Building an ultrasound device for a changing health care system
April 28, 2014
by Loren Bonner
, DOTmed News Online Editor
The world's first smartphone-based ultrasound system from the company Mobisante gained U.S. Food and Drug Administration approval in 2011. Since that time adoption has been widespread, according to Mobisante's CEO and co-founder, Sailesh Chutani. In the U.S., interest has stemmed mainly from the primary care and urgent care setting. Globally, many public health workers take the device with them on trips.
DOTmed News spoke with Chutani about his product and taking a consumer-oriented approach to medical device innovation.
DMN: What was the genesis of Mobisante?
SC: While I was at Microsoft, I started to look at mobile in the context of health care education and finance, mostly in the developing world. That's where I started in 2004. Around that time the phone was the platform of choice. I started to invest in that, and then one area that seemed promising was developing diagnostic sensors that could work with smartphones. The idea was that you can start to use them as a connected computer element and if you had diagnostic sensors then you could conceive of building a powerful platform that every health care provider in world could use — you could use it for imaging, vital signs, and be connected so that you can send images for interpretation. Eventually you start to increase the care you provide at the front lines in rural communities. And if they are in network, you get a global view of what's happening. That was the big vision.
After doing this for four years, I got excited to build that platform. And what's the most useful modality that would have value right away? Ultrasound. So we focused on that. My business partner from Washington University and I got together and started the company with funding from two community clinics in eastern Washington.
DMN: Why do you think they thought your product was worth investing in?
SC: They thought our device could help them provide care in remote communities where they usually send people elsewhere for imaging and it could reduce the amount of referrals and the unnecessary ER visits because you can start to do a lot of rule-outs. For example, with abdominal pain, you want to rule out certain kinds of internal bleeding and if you don't have access to ultrasound, you have to send someone to the ER if you have doubts. And many times the abdominal pain is just gas.
It sounded like there was enough need for this in U.S. as health care moves closer to the patients. You want to put more care into the hands of more mid-level professionals.

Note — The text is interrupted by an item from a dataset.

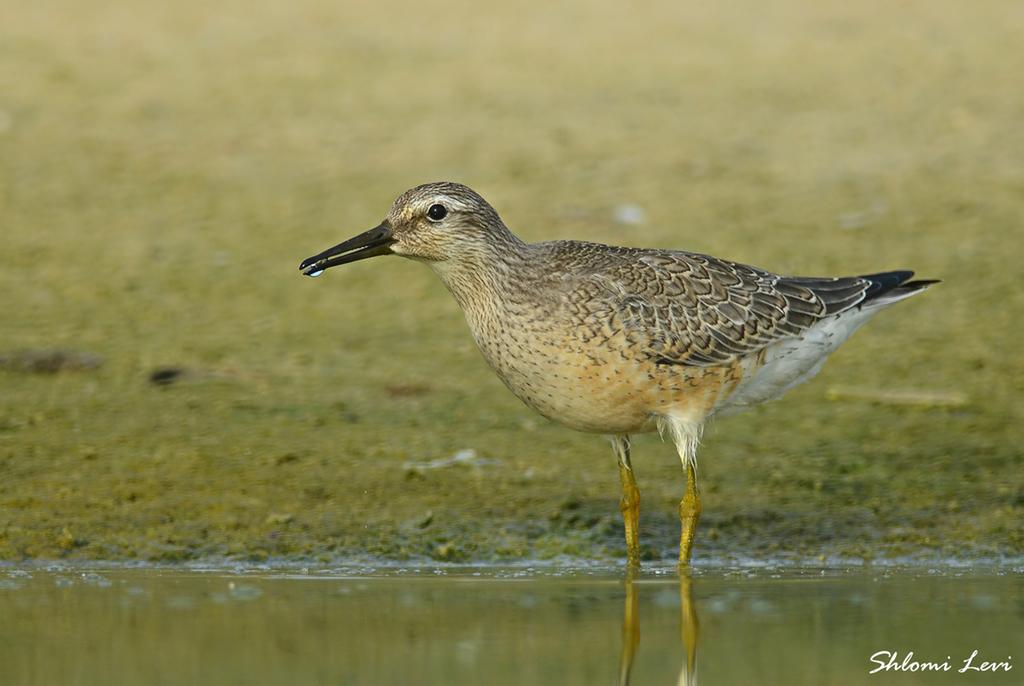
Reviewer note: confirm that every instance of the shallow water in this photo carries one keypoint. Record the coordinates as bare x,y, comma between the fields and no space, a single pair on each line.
504,626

If we can move care out of the hospital and in to the hands of mid-levels that allows you to reduce costs and increase access at the same time. Our device becomes like a catalyst to make that happen.
So we started in global health but we found there was a big need in the U.S., and the rollout of the Affordable Care Act has started to help us too: if any entity is not part of an ACO and they have some risk sharing, they have incentive now to not do unnecessary referrals and do as many rule-outs and as many in-house patient procedures as they can.

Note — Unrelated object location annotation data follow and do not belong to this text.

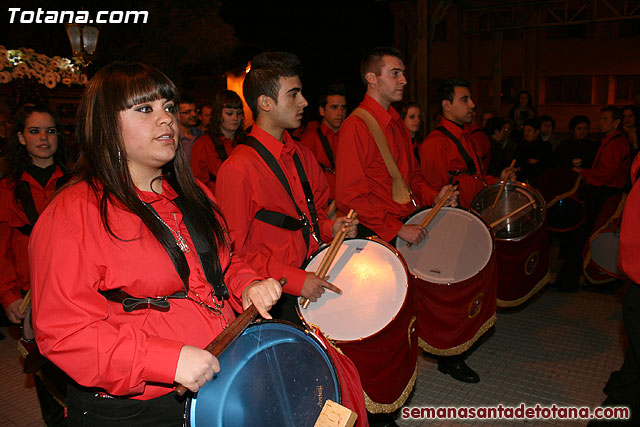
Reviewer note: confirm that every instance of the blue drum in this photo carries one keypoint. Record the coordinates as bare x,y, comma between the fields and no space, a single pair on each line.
274,374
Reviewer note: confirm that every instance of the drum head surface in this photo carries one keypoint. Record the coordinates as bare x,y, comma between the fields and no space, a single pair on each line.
514,196
373,280
273,374
604,252
458,246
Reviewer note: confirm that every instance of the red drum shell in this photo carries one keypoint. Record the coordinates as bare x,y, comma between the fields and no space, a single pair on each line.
455,275
523,267
453,316
386,358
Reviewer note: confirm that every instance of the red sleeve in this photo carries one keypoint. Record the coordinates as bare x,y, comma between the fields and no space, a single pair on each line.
352,191
121,358
9,284
419,185
609,164
201,162
234,190
630,236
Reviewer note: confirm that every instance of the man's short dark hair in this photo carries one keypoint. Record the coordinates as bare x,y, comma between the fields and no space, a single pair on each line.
332,89
616,112
447,89
575,121
372,60
264,76
185,99
534,123
494,124
547,118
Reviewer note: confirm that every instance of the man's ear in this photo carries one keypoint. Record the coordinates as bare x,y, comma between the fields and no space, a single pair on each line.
371,78
265,103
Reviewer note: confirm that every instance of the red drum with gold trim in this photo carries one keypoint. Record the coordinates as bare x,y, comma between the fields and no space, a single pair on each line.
372,322
601,252
522,240
455,273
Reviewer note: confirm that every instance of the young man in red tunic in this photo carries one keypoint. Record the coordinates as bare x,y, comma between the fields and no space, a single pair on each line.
605,179
441,159
323,140
363,182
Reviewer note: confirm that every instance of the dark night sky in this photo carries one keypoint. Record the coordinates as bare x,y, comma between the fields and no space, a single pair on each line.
329,36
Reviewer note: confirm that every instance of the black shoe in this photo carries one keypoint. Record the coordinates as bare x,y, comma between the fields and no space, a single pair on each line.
458,370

We were cleared by the FDA for a fairly broad range of indications. From a market perspective, we focus on quick-look triage rule-out procedures.

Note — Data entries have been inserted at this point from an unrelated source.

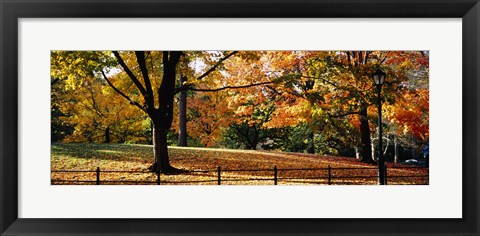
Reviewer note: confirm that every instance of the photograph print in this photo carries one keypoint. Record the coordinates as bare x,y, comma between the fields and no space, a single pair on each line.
239,117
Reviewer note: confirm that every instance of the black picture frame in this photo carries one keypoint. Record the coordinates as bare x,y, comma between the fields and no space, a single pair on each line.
11,11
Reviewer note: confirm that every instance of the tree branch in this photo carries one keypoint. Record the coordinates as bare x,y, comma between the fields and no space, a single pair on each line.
344,114
121,93
230,87
143,67
130,74
213,68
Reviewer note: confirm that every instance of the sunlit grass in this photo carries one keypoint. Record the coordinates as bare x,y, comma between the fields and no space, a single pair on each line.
132,157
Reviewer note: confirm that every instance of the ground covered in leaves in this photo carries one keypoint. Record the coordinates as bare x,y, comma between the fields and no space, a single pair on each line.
128,164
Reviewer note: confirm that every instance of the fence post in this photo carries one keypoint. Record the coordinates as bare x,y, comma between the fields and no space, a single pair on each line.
98,175
275,175
385,171
329,173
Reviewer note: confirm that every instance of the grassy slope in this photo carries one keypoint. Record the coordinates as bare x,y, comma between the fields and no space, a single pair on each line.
138,157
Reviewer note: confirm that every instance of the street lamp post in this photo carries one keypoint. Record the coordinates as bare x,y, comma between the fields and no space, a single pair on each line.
379,78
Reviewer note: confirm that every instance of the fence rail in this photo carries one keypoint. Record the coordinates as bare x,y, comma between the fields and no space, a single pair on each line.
327,178
218,176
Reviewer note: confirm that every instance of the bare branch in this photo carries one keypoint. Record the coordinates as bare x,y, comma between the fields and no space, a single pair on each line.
121,93
130,74
219,62
143,67
230,87
344,114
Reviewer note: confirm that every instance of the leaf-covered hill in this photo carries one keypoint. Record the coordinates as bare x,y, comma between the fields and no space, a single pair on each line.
130,157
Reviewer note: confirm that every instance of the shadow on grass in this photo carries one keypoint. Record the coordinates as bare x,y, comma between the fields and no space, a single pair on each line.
117,152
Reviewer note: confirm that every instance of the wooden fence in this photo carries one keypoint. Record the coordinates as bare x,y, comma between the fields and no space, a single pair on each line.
216,176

DMN: Can you describe what the device looks like?
SC: It connects to a smart phone or a tablet and there is a different probe with different frequencies and clinical uses, which connects to a smart phone or tablet. Then we run our specialized software that gives you a portable handheld and connected ultrasound system that you can carry with you.
DMN: Although ultrasound is normally in real-time, does it integrate with PACS or an electronic medical record?
SC: Yes. We leverage network connectivity to also give you access to a cloud-based PACS we run. We haven't launched that yet, we are just in beta. But the whole idea is that you get the device and options to connect to cloud storage, and then once you have that, we can connect you to a 24/7 radiology network if you need it. If you have your own PACS, our system generates images in DICOM so you can export directly to hospital PACS. Smaller practices normally don't have image management systems, it's expensive, and we can also help them with that.
DMN: What are some improvements you plan to make to the device going forward?
SC: There are a few vectors. The real innovation here is using commodity electronics to build medical devices. With say GE or Siemens, the approach in the last 20 years has been to do everything custom-the hardware and probes. The reason that approach came about is because 20 years ago that was the only way you could have ultrasound imaging that was good. Then in 2008-2009, QUALCOMM came out with chips that packed one GHz computing in the phone, and that gives real-time image processing. QUALCOMM and other companies like it just keep making this stuff cheaper and faster. If I could use consumer electronics like smart phones as building blocks for imaging systems, I get a free ride because costs keep going down and quality keeps going up and I can pass that onto the consumer. That's pretty innovative.
The second piece: With the cloud, we can now roll out software and give you additional functionality and in a different manner than traditional devices because of our connectivity. Storage is first but you can foresee analytics too.
And the third vector: As different diagnostic sensors evolve, we can integrate those on our platform — can we create powerful diagnostic platforms that every health care provider can carry. Eventually, we can integrate into one.